Visiblement enragée par le fait que j’argumente sur le motif de mon arrestation, une agente de la « paix » n’a pas hésité une seconde à ouvrir la porte de mon auto et à tordre mon poignet pour éteindre la voiture et me forcer à lui donner son permis de conduire. Quelques minutes plus tard, ma collègue de travail Marie-Ève et moi trouverons la clé de ma voiture sur le capot, et ma montre détachée sous l’effet de la brutalité policière sur le tapis avant de ma voiture. De quoi étais-je coupable ?

Selon l’agente de paix : « d’avoir immobilisé un véhicule routier là où la signalisation interdit l’arrêt. ». C’est le terme « d’immobilisation » qui me paraissait contestable, car je roulais très, très lentement à côté du métro Crémazie dans l’attende de voir venir ma collègue Marie-Ève, avec laquelle je covoiture. J’ai donc fait valoir à l’agente de la « paix » que mon attitude ne relevait pas d’une immobilisation dans le sens précis de ce terme. Visiblement contrariée, mon argumentation a réveillé les tripes de l’agente : yeux écarquillés, face rouge de colère, imbue de son autorité qu’elle jugeait incontestable, d’un ton qui rappelle celui des officiers des régimes autoritaires, elle me cria à la face : « Donne-moi ton hostie de permis ! ». Devant cette attitude condescendante et autoritaire, j’ai osé en lieu et place de remettre mon permis la questionner tranquillement sur les raisons de son comportement, si celui-ci ne contrevenait pas à la déontologie policière.

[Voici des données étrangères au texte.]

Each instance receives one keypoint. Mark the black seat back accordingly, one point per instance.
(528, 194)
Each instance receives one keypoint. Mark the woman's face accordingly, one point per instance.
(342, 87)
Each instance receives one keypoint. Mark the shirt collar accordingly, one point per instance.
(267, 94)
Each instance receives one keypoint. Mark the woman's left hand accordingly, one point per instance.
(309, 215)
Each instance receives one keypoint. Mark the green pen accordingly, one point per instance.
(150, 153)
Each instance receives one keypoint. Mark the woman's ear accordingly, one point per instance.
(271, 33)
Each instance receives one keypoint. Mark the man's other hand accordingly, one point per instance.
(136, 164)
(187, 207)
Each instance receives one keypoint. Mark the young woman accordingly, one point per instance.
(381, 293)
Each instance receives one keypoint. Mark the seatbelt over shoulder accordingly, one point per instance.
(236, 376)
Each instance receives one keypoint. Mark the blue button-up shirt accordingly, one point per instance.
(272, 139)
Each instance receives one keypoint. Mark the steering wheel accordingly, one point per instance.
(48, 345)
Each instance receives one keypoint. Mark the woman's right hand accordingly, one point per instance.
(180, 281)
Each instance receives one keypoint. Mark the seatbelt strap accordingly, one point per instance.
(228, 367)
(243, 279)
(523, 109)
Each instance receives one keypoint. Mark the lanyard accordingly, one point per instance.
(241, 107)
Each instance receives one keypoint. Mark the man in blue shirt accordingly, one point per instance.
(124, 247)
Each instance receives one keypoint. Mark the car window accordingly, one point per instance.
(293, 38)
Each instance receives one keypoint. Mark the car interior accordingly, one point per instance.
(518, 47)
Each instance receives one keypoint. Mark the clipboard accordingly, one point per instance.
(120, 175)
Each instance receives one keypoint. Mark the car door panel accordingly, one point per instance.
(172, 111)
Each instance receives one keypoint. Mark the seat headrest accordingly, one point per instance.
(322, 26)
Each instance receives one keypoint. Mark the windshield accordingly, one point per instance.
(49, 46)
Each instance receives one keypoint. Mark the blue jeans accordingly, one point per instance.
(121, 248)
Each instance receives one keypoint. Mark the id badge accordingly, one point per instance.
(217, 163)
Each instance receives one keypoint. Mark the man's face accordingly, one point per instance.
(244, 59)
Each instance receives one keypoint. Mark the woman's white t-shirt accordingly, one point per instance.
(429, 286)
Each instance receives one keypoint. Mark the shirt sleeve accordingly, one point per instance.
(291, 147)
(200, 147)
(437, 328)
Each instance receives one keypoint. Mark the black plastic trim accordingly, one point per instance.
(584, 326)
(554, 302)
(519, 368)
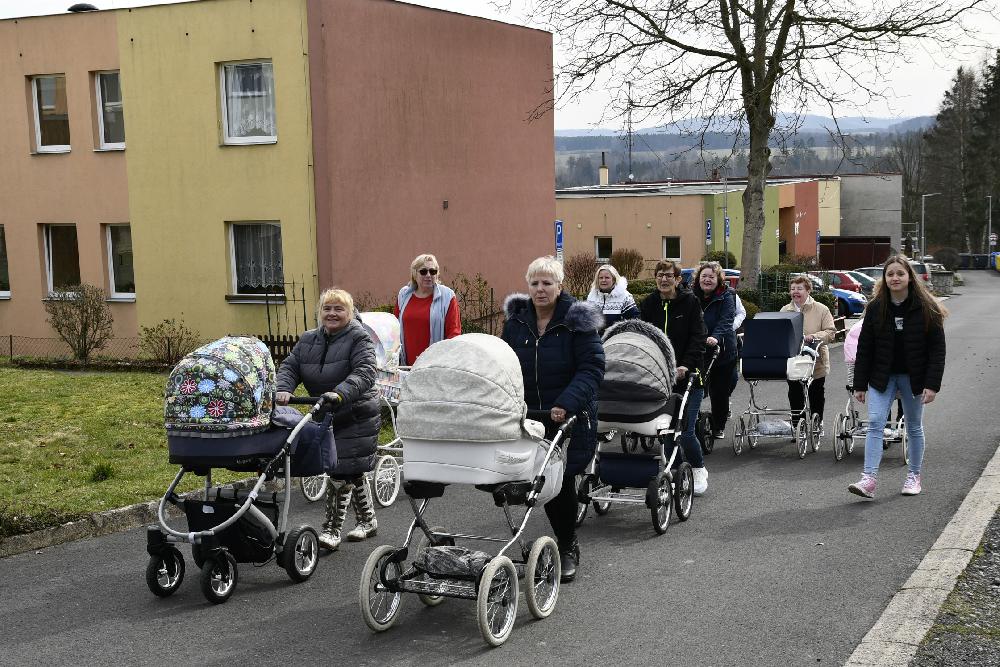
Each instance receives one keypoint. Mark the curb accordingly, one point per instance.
(97, 524)
(896, 636)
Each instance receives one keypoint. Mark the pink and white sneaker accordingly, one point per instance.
(865, 487)
(911, 486)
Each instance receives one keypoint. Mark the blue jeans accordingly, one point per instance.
(688, 440)
(879, 404)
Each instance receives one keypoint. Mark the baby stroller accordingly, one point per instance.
(462, 419)
(773, 349)
(638, 460)
(385, 479)
(850, 425)
(219, 414)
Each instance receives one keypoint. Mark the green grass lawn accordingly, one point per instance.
(73, 443)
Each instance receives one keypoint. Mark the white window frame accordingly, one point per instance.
(47, 232)
(597, 252)
(663, 247)
(5, 293)
(115, 294)
(114, 145)
(232, 261)
(39, 148)
(243, 141)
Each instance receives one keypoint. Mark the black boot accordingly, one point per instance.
(569, 559)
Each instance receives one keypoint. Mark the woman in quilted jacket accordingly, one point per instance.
(339, 356)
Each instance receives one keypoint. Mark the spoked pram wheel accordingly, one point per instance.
(387, 480)
(659, 500)
(219, 576)
(165, 572)
(541, 576)
(379, 606)
(314, 488)
(496, 602)
(684, 491)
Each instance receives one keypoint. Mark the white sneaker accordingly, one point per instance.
(700, 481)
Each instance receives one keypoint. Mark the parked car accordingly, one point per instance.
(839, 279)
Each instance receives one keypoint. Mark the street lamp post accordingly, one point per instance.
(923, 227)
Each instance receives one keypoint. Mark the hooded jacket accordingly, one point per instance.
(563, 367)
(345, 363)
(683, 323)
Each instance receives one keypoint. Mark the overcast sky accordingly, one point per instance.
(918, 86)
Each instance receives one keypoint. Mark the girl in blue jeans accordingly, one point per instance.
(901, 348)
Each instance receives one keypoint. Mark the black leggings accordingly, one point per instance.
(817, 398)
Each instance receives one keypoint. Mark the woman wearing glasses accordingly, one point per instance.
(427, 310)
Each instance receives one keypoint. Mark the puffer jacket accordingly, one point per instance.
(344, 363)
(924, 345)
(817, 320)
(563, 367)
(719, 312)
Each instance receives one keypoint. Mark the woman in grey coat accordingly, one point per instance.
(339, 356)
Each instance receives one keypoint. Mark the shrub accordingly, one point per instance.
(949, 257)
(80, 316)
(628, 262)
(168, 341)
(720, 256)
(579, 273)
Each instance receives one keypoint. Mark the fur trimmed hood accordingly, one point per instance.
(649, 331)
(579, 315)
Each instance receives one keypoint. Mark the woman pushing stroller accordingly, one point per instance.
(338, 356)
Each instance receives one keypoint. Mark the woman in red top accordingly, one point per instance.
(427, 310)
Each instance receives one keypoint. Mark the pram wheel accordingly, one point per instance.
(387, 480)
(165, 572)
(703, 429)
(300, 553)
(379, 606)
(219, 576)
(542, 577)
(659, 500)
(424, 543)
(684, 491)
(496, 602)
(314, 488)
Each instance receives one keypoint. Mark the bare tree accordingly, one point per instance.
(731, 64)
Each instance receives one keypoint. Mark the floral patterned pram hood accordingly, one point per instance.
(222, 389)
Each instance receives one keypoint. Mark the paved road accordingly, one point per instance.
(779, 565)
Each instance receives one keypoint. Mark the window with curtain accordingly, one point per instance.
(62, 256)
(257, 263)
(51, 113)
(110, 118)
(248, 103)
(122, 274)
(4, 271)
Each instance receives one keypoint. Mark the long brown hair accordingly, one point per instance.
(934, 312)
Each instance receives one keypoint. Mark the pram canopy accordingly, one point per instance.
(221, 390)
(769, 340)
(639, 372)
(465, 389)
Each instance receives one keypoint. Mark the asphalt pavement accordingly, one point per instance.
(778, 565)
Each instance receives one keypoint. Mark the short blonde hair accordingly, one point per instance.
(335, 295)
(418, 263)
(547, 265)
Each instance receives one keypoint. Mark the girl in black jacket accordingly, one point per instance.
(901, 348)
(562, 362)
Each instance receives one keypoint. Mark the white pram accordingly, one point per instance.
(462, 420)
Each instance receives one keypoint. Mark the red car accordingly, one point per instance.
(838, 279)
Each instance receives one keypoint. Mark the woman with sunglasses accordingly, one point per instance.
(427, 310)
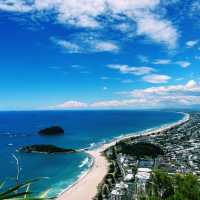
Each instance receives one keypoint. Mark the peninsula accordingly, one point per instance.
(117, 173)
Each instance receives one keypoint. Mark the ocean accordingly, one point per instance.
(83, 129)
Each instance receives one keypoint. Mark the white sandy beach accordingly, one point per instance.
(86, 187)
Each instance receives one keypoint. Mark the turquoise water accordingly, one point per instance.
(82, 129)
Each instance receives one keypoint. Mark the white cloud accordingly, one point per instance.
(158, 30)
(197, 57)
(156, 78)
(86, 14)
(86, 46)
(143, 58)
(183, 64)
(70, 105)
(180, 95)
(101, 46)
(105, 88)
(104, 78)
(68, 46)
(15, 6)
(127, 81)
(125, 69)
(191, 43)
(162, 61)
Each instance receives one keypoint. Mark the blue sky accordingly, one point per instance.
(97, 54)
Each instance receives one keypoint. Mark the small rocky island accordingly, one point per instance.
(52, 131)
(43, 148)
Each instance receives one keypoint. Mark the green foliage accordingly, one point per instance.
(19, 191)
(140, 149)
(173, 187)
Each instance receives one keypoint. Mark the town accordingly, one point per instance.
(175, 150)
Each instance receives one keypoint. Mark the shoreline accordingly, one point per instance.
(86, 185)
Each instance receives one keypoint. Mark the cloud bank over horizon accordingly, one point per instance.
(89, 54)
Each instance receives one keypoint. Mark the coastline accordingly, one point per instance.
(86, 186)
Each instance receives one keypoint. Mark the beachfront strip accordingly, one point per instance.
(133, 160)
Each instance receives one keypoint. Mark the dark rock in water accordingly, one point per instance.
(43, 148)
(51, 131)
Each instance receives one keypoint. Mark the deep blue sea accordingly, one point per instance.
(82, 129)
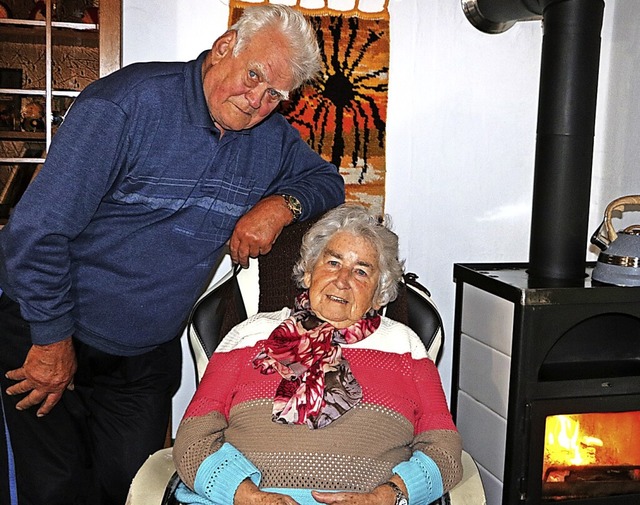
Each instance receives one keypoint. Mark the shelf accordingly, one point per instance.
(73, 35)
(20, 135)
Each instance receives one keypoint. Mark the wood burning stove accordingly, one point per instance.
(546, 386)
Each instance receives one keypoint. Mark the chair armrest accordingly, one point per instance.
(149, 485)
(469, 491)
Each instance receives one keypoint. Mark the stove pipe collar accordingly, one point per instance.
(497, 16)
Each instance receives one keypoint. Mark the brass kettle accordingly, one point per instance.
(619, 260)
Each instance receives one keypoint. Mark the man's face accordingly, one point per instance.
(242, 91)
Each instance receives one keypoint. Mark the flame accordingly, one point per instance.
(566, 445)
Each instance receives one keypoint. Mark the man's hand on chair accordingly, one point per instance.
(47, 371)
(258, 229)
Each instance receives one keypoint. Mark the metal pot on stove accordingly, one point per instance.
(619, 260)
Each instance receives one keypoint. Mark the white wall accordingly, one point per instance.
(461, 125)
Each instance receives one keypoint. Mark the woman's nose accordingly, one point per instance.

Mais c’était déjà une question de trop de la part du « stupide » que j’étais, selon les propos du second agent venu en renfort. Tout à coup, je me fais encercler par quatre patrouilles de police. Ma personne devenait l’objet d’un spectacle humiliant et indécent en cette matinée d’hiver. À ma collègue qui voulait rassurer les policiers que je ne représentais pas un danger, un des agents aurait répondu qu’eux autres ne savaient pas à qui ils ont affaire : l’ignorance de ma personne justifiait donc cette violence insensée suscitée par mon attitude argumentative. L’argumentation devant un agent de la SPVM serait-elle devenue criminelle au point de tordre le poignet d’un citoyen et de le traiter de stupide ? Comment expliquer que des questions légitimes de la part d’un citoyen aient été considérées comme un comportement déviant et un signe d’un manque de collaboration ? Jusqu’où faut-il collaborer avec une agente de paix qui abuse fièrement de son autorité ? Notre institution policière souffrirait-elle d’un autoritarisme létal et corrosif ?

Pour la personne noire que je suis, je sais ce que je pourrais représenter aux yeux de certains policiers nourris de préjugés immondes. Mais pour autant, je ne qualifierai pas la violence verbale et physique des agents de raciste. Du moins, je ne peux présumer de leur intention à l’égard de cette peau noire qui a osé seulement contester la notion d’immobilisation. En m’inspirant de ceux qui ont pénétré les profondeurs humaines, Freud, Nietzsche, mais surtout l’incomparable Dostoïevski, je dirai surtout que l’absurdité de la violence est peut-être ce qui définit mieux les humains. Or, les multiples abus enregistrés au nom de certains agents de la SPVM montrent que le corps policier, obnubilé par la question de l’ordre et de l’autorité, n’a pas conscience que c’est souvent au nom du bien que le pire a été commis. Ainsi, je demanderai, non pas en tant que noir, mais comme citoyen, que la SPVM prennent les moyens nécessaires afin que le désir de faire respecter l’ordre et la loi ne se traduise pas en des pratiques autoritaires qui avilissent à la fois les agents de police et leurs victimes.